Sonntag, 25. August 2013

No Escape - Flucht aus Absolom (1994)

http://www.imdb.com/title/tt0110678/

In nicht allzu ferner Zukunft hat die Kriminalität überhand genommen und der weltweite Strafvollzug wurde privatisiert. Der ehemalige Marine J.T. Robbins (Ray Liotta) wird - nicht ganz unschuldig - für die Ermordung seines Vorgesetzten zu einer lebenslänglichen Haftstrafe verurteilt und inhaftiert. Die von strenger Hand geführte Strafanstalt veranlasst ihn zu einer Rebellion gegen die Wärter. Doch dies führt nur dazu, dass er in die sicherste Verwahrungsanstalt überhaupt verlegt wird: Absolom. Die schlimmsten Kriminellen werden auf dieser Insel ausgesetzt, um sich dort nach eigenen Regeln durchzuschlagen. Noch niemanden ist es gelungen, das Hochsicherheitsgefängnis lebendig zu verlassen: Ein Satellitenüberwachungssystem und bewaffnete Wachposten machen eine Flucht nahezu unmöglich. Dort stehen sich zwei Gruppen von Gefangenen gegenüber - und Robbins gerät zwischen die Fronten…

Neben "Fortress: Die Festung" ist "Flucht aus Absolom" einer meiner Lieblingsfilme um das Thema Knast, düstere Zukunftsvision und Ausbruch. "No Escape" ist mehr oder weniger eine Mischung "Escape From New York" und "Fortress", mit einer Prise "Mad Max" und "Waterworld". Ein ziemlich komischer Mix, der hier vom Stapel gelassen wird, aber das gar nicht mal schlecht.
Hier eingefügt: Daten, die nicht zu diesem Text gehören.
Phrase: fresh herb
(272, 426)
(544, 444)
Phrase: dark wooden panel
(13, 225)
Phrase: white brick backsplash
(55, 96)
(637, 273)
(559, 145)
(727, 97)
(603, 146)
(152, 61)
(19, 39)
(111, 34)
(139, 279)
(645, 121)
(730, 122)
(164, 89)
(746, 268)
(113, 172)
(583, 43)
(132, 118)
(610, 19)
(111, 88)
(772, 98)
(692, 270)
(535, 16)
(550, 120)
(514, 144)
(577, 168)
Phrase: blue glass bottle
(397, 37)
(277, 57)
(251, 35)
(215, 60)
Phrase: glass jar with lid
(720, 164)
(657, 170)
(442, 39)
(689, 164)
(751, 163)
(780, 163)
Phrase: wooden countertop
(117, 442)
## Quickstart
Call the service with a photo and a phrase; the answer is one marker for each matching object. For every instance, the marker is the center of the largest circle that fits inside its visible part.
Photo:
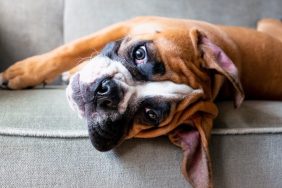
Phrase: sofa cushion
(44, 144)
(28, 28)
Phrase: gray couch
(44, 144)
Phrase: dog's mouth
(102, 103)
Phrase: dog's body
(160, 76)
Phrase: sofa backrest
(32, 27)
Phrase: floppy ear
(216, 59)
(196, 166)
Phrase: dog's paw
(28, 73)
(66, 77)
(3, 82)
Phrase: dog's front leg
(46, 67)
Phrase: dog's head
(162, 82)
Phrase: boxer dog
(154, 76)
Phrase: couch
(44, 144)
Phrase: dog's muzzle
(97, 93)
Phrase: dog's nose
(108, 94)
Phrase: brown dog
(160, 76)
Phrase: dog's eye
(140, 55)
(152, 116)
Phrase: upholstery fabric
(29, 28)
(44, 144)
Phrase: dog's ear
(196, 166)
(216, 59)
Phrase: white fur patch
(134, 91)
(1, 80)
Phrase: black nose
(108, 94)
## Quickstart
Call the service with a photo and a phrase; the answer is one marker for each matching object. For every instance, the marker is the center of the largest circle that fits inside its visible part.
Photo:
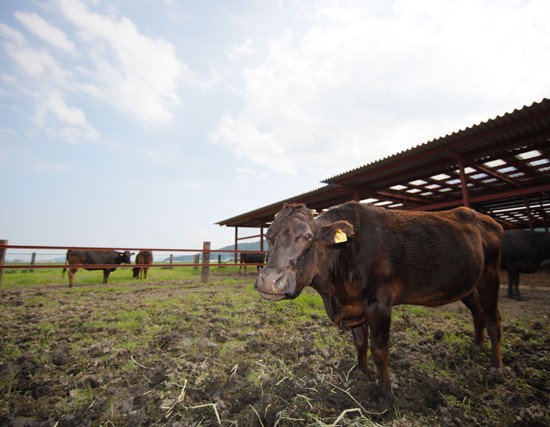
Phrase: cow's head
(125, 257)
(297, 242)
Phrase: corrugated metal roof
(505, 162)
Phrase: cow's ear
(337, 232)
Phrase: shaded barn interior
(500, 167)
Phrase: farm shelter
(500, 167)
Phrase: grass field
(173, 351)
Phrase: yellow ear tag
(340, 236)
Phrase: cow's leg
(516, 293)
(379, 317)
(488, 300)
(72, 272)
(513, 278)
(361, 341)
(472, 302)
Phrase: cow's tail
(65, 267)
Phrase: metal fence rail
(202, 258)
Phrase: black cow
(78, 258)
(363, 260)
(257, 259)
(523, 252)
(144, 258)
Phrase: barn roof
(504, 162)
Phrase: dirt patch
(184, 354)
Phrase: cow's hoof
(496, 375)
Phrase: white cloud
(53, 110)
(51, 167)
(348, 86)
(138, 75)
(242, 50)
(45, 31)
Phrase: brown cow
(363, 260)
(144, 258)
(75, 258)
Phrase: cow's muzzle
(275, 285)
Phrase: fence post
(2, 256)
(33, 259)
(205, 274)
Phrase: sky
(142, 123)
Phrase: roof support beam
(463, 184)
(486, 198)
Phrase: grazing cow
(144, 258)
(363, 260)
(245, 259)
(523, 252)
(77, 258)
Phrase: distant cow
(523, 252)
(363, 260)
(245, 259)
(144, 258)
(77, 258)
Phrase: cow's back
(419, 256)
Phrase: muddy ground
(186, 354)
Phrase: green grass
(13, 278)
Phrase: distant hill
(251, 246)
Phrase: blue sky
(143, 123)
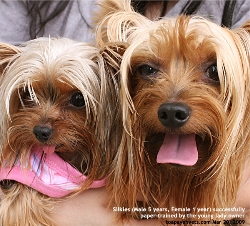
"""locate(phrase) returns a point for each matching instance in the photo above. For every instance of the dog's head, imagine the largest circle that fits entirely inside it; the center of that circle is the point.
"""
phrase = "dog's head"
(54, 96)
(184, 95)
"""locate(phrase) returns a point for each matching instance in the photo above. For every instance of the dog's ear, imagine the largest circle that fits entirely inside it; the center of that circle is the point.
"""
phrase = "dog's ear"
(6, 53)
(246, 26)
(112, 54)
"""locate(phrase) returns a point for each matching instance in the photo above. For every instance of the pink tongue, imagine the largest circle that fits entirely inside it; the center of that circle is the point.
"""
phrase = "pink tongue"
(48, 149)
(178, 149)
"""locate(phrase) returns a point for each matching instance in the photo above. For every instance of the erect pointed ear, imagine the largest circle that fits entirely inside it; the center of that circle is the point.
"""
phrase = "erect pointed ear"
(112, 54)
(246, 26)
(6, 53)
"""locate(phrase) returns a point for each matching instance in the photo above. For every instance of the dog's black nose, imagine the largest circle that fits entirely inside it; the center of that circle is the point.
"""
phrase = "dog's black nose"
(173, 115)
(42, 133)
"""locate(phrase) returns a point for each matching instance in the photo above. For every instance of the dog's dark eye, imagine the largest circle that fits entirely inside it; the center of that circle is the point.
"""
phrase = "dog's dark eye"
(146, 70)
(77, 100)
(212, 73)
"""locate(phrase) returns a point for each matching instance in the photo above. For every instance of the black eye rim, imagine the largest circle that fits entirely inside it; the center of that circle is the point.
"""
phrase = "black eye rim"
(146, 70)
(77, 100)
(212, 73)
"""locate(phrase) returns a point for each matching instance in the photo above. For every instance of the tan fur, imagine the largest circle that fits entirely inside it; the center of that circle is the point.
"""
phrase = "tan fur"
(37, 83)
(181, 49)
Ray Liotta spielt den typischen Actionhelden der 80ger und frühen 90ger Jahre. Ehemaliger Marine, aufsässig, (beinahe) zu Unrecht verurteilt, usw.. Er wird dann auf der Gefängnisinsel Absolom abgeworfen, wo sich die wilden, bösen Jungs der "Outsiders" mit den guten, braven Jungs der "Insiders" bekriegen. Robbins schließt sich den "Insiders" unter der Führung von Vater (Lance Henriksen) an und versucht sich nun gegen die bösen Jungs unter der Führung von Marek (Stuart Wilson) zur Wehr zu setzen.
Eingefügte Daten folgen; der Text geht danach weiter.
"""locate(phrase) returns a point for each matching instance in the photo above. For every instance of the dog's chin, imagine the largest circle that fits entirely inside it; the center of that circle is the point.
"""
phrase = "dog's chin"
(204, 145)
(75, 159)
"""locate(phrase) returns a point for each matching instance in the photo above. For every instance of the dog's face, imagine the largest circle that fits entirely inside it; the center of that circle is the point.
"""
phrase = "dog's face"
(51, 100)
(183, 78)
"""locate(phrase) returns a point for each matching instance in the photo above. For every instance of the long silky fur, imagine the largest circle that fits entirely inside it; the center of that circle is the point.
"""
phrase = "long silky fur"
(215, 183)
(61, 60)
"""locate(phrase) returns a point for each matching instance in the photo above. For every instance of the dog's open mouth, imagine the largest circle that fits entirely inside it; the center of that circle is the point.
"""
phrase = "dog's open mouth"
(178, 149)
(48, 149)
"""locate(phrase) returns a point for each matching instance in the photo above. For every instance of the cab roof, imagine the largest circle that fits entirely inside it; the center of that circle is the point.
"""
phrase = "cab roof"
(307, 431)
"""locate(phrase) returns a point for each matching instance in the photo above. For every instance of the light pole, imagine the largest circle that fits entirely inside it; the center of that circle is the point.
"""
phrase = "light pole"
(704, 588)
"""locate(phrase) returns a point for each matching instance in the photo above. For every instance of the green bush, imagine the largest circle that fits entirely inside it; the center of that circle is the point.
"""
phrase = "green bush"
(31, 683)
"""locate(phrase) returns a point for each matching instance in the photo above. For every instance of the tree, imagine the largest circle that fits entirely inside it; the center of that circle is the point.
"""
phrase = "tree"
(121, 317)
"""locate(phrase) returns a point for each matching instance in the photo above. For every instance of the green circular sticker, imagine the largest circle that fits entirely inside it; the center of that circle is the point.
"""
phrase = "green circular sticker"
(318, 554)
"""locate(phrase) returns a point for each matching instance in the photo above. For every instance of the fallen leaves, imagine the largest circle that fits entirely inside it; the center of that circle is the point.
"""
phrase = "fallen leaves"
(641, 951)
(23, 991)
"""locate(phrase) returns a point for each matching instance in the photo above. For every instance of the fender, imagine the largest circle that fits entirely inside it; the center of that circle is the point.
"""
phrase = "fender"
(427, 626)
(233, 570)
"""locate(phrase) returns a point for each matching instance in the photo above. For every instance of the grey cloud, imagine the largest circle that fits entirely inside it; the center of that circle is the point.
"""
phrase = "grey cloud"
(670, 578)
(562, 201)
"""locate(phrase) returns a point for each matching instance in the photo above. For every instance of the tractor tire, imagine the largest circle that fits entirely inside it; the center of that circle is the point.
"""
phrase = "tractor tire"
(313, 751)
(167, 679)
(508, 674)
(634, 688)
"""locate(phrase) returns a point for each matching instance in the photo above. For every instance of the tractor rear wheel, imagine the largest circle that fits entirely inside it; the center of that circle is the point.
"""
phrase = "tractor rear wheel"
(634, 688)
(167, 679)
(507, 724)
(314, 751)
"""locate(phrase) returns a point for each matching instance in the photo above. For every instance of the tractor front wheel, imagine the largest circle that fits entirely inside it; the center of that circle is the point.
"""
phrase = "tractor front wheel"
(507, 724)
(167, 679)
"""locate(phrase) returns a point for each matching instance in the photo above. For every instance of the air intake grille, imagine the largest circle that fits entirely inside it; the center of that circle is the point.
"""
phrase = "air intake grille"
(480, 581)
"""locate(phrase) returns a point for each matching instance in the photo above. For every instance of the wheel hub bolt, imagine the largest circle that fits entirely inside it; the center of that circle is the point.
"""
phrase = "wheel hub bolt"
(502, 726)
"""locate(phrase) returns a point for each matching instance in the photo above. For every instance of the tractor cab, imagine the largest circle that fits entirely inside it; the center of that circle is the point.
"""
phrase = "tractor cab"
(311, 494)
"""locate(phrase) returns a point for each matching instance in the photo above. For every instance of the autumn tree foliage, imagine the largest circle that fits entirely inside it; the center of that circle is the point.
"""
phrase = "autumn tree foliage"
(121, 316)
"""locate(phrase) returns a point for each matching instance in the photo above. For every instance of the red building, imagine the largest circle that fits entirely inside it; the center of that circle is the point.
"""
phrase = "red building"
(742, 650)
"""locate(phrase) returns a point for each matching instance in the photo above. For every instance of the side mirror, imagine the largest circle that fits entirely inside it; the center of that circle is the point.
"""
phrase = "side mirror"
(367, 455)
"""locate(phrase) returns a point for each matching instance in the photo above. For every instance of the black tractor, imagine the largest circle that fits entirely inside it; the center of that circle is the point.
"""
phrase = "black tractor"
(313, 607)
Die Story des Films ist wahrlich keine Besonderheit und auch nicht besonders gut. "Herr der Fliegen" für Erwachsene mehr oder weniger. Die eine Stärke des Films ist die Hoffnungs- und Ausweglosigkeit, die den Film sogar noch ein ganzes Stück barbarischer machen als beispielsweise "Fortress". Die andere ist das gekonnte Setting und die "Mad Max"-mässige Zukunft. "Flucht aus Absolom" ist damit insgesamt ein guter und recht brutaler Knast-Actioner mit gelungen Actionszenen, einem durchgehend konstanten Spannungsbogen und in den Hauptrollen mit zwei Hollywoodgrößen u. a. Ray Liotta und Lance Henrikson auch sehr gut besetzt. Einer der Klassiker unter den zahllosen Actionstreifen.